For example, network device 200 may include DNS module 243 that identifies a plurality of IP addresses specified in the DNS response from a DNS load balancer (e.g., DNS load balancer 8 of FIG. 1). In one example, network device 200 may receive a DNS response from DNS load balancer 8 and forward the DNS response to DNS module 243. DNS module 243 may determine that the DNS response includes a plurality of IP addresses, e.g., IP addresses for endpoints 10A and 10C of FIG. 1. DNS module 243 may instruct SLA module 245 to perform SLA measurements on WAN links to endpoints 10A and 10C. In some examples, SLA module 245 may send probe packets on each WAN link to endpoints 10A and 10C to measure the performance metrics. For example, SLA module 245 may implement one or more protocols 220, such as ICMP 222, TWAMP 224, or HTTP 226, to send probe packets on outbound links 260 coupled to the WAN links to endpoints 10A and 10C.

Network device 200 may receive a response, e.g., an ICMP echo reply, for each of the delivered probe packets that includes parameters about the WAN link. For example, SLA module 245 may determine from the ICMP ping to endpoint 10C and the corresponding ICMP reply message to network device 200 that the performance metrics for the WAN link to endpoint 10C meets or best satisfies the latency requirements of the SLA. For instance, SLA module 245 may determine the transmission time of packets on the WAN link to endpoint 10C based on the ICMP ping and reply and determine that the transmission time is within the latency requirements of the SLA. Similarly, SLA module 245 may determine from the ICMP ping to endpoint 10A and the corresponding ICMP reply message to network device 200 that the performance metrics for the WAN link to endpoint 10A does not meet the latency requirements for the SLA (or is worse than the latency for the WAN link to endpoint 10C).

In response to determining which of the WAN links meets or best satisfies the requirements of the SLA parameters, SLA module 245 may modify the DNS response by re-configuring the priorities of the IP addresses. For example, in response to determining that the WAN link to endpoint 10C meets or best satisfies the SLA requirements, SLA module 245 may modify the DNS response to define endpoint 10C as a new primary IP address and endpoint 10A as the secondary IP address. In some examples, the SLA module 245 may rank the performance of the IP addresses based on the SLA measurements. In these examples, the SLA module 245 may configure the best performing WAN link as the new primary IP address.

In some examples, SLA module 245 may include one or more policies applied to each of the performance metrics. The policies may be configurable. For example, SLA module 245 may include a policy to modify a DNS response to specify the IP address of the endpoint having the better or otherwise preferred performance metrics as the primary IP address, and may specify the previously-indicated primary IP address as a secondary or failover IP address.

In some examples, SLA module 245 may include a timer 246 to proactively send probe packets along WAN links to determine which of the WAN links meet SLA requirements.
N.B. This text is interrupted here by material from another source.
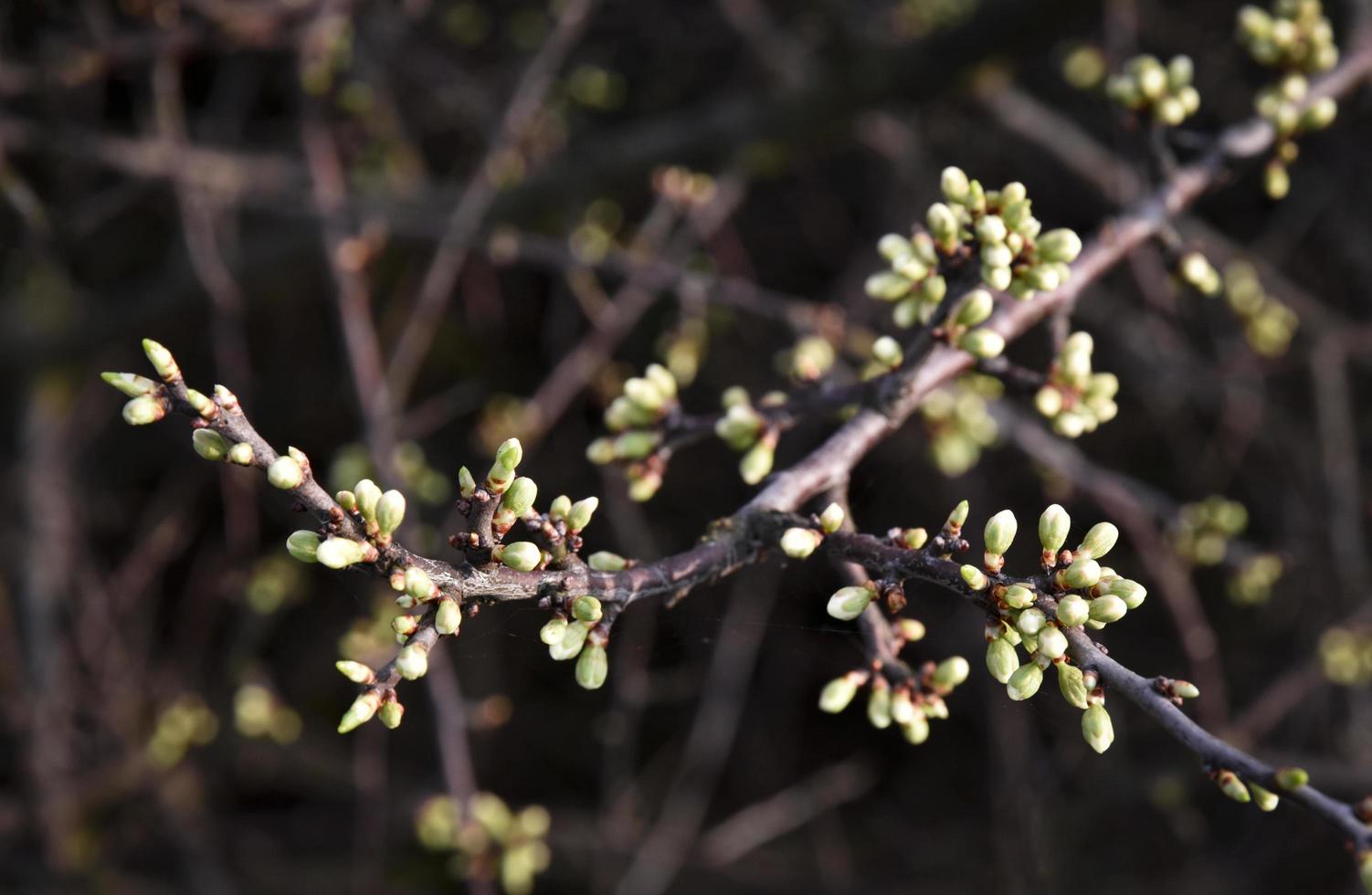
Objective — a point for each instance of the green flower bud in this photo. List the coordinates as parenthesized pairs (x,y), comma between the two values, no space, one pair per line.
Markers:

For example, SLA module 245 may use timer 246 to periodically send probe packets to each of the WAN links in order to keep up-to-date records of the metrics for various WAN links. In some examples, SLA module 245 may modify timer 246 based on different application traffic parameters, such as Differentiated Services Code Point (DSCP) values, forwarding class, packet size (e.g., min, max average), and/or burst (e.g., if bursts observed, inject probe packet along with application burst to detect the application SLA metrics during the burst; if no bursts are observed, synthetic burst is not generated) of application traffic. In some examples, if application traffic has a consistent traffic pattern (e.g., nearly constant packet per second (PPS)), timer 246 may be configured with a constant interval to periodically generate probing packets. In some examples, if the system is experiencing egress queue overflow or high CPU, timer 246 may be increased to reduce the amount of probing packet traffic. In some examples, if the application does not have constant traffic rate, the probing packets can be generated proportionally to the application traffic. For example, probing packets can be generated with a 1:N proportion, where N can be a number of packets of application traffic, such that a probing packet is sent for every N packets of the application.
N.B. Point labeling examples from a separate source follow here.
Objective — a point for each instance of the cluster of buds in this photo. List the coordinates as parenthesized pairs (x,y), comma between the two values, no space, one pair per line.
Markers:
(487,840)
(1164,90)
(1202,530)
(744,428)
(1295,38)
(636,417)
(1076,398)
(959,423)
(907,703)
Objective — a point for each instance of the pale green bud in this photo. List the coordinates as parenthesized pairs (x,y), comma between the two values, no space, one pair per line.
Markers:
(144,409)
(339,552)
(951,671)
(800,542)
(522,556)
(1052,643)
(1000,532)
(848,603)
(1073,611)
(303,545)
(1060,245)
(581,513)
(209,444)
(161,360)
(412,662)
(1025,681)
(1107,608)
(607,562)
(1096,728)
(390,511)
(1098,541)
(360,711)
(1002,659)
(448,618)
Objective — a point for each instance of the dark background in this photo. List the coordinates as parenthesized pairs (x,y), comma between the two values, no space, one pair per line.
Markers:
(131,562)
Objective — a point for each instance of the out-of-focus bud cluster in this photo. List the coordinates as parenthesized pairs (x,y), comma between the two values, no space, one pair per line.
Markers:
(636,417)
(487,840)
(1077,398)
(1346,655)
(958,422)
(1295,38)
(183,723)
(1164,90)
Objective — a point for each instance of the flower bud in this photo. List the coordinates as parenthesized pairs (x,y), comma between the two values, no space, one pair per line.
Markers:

FIG. 3 is a flow diagram illustrating an example operation of one or more aspects of the techniques described in this disclosure. FIG. 3 is described with respect to the network system 2 of FIG. 1.

In the example of FIG. 3, a client device 16A may send a DNS query (302). For example, client device 16 may execute a client application to access one or more application services hosted on endpoints 10. To access the service hosted on endpoints 10, client device 16A makes a request that necessitates a DNS lookup. For example, the client application of client device 16A sends a DNS query that includes a hostname to DNS load balancer 8 to receive a plurality of IP addresses associated with the hostname.
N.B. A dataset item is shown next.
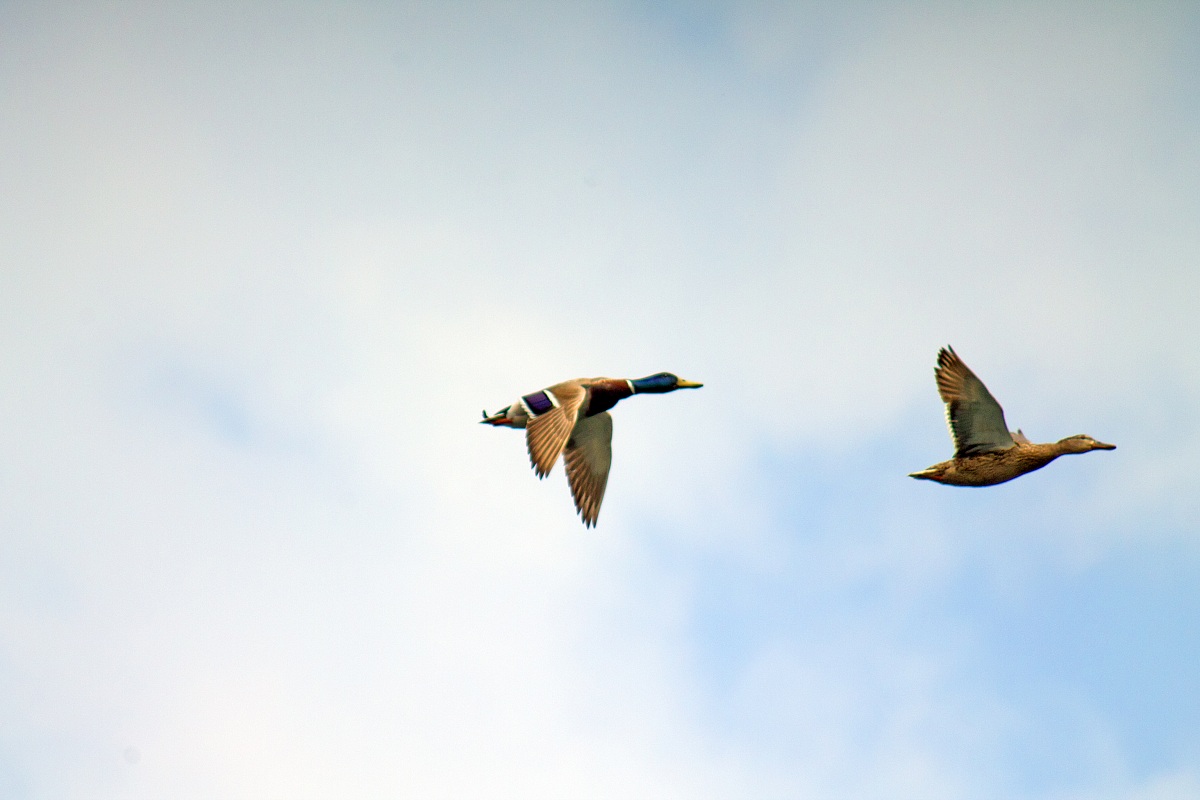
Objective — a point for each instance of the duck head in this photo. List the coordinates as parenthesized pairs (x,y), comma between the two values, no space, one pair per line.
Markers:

DNS load balancer 8 receives the DNS query (304) and sends a DNS response including a plurality of IP addresses (306). For example, in response to receiving the DNS query from client device 16A, DNS server 8 retrieves a plurality of IP addresses associated with the hostname included in the DNS query. In some examples, two or more endpoints 10 may host the same service. In these examples, DNS load balancer 8 retrieves the IP address of each endpoint mapped to the hostname. DNS load balancer 8 returns the plurality of IP addresses in a DNS response and indicates primary and secondary IP addresses for which client devices 16 may use to, e.g., access endpoints 10 that host the service.

CE device 18 may receive the DNS response (308). For example, CE device 18 may intercept the DNS response from the DNS load balancer 8 and may perform SLA measurements for each WAN link to the IP addresses identified in the DNS response. As one example, CE device 18 may include a DNS module 243 that identifies IP addresses specified in DNS responses from the DNS load balancer 8. DNS module 243 then instructs SLA module 245 to perform SLA measurements on the WAN links to the IP addresses. For example, SLA module 245 of CE device 18 may send a probe packet to each of the plurality of IP addresses identified in the DNS response (310). The SLA module 245 may use QoE metric functions, such as ICMP, Two-Way Active Measurement Protocol (TWAMP), HyperText Transfer Protocol (HTTP), or other probing mechanism to measure performance metrics of the WAN links.

Each of endpoints 10 identified in the DNS response may receive the probe packet (312) and send a probe packet reply (314). As one example, endpoints 10 may receive an ICMP echo request and responds with an ICMP echo reply that includes the payload of the ICMP echo request. In some examples, one or more intermediate devices generate and send responses to the probe messages for the endpoints 10.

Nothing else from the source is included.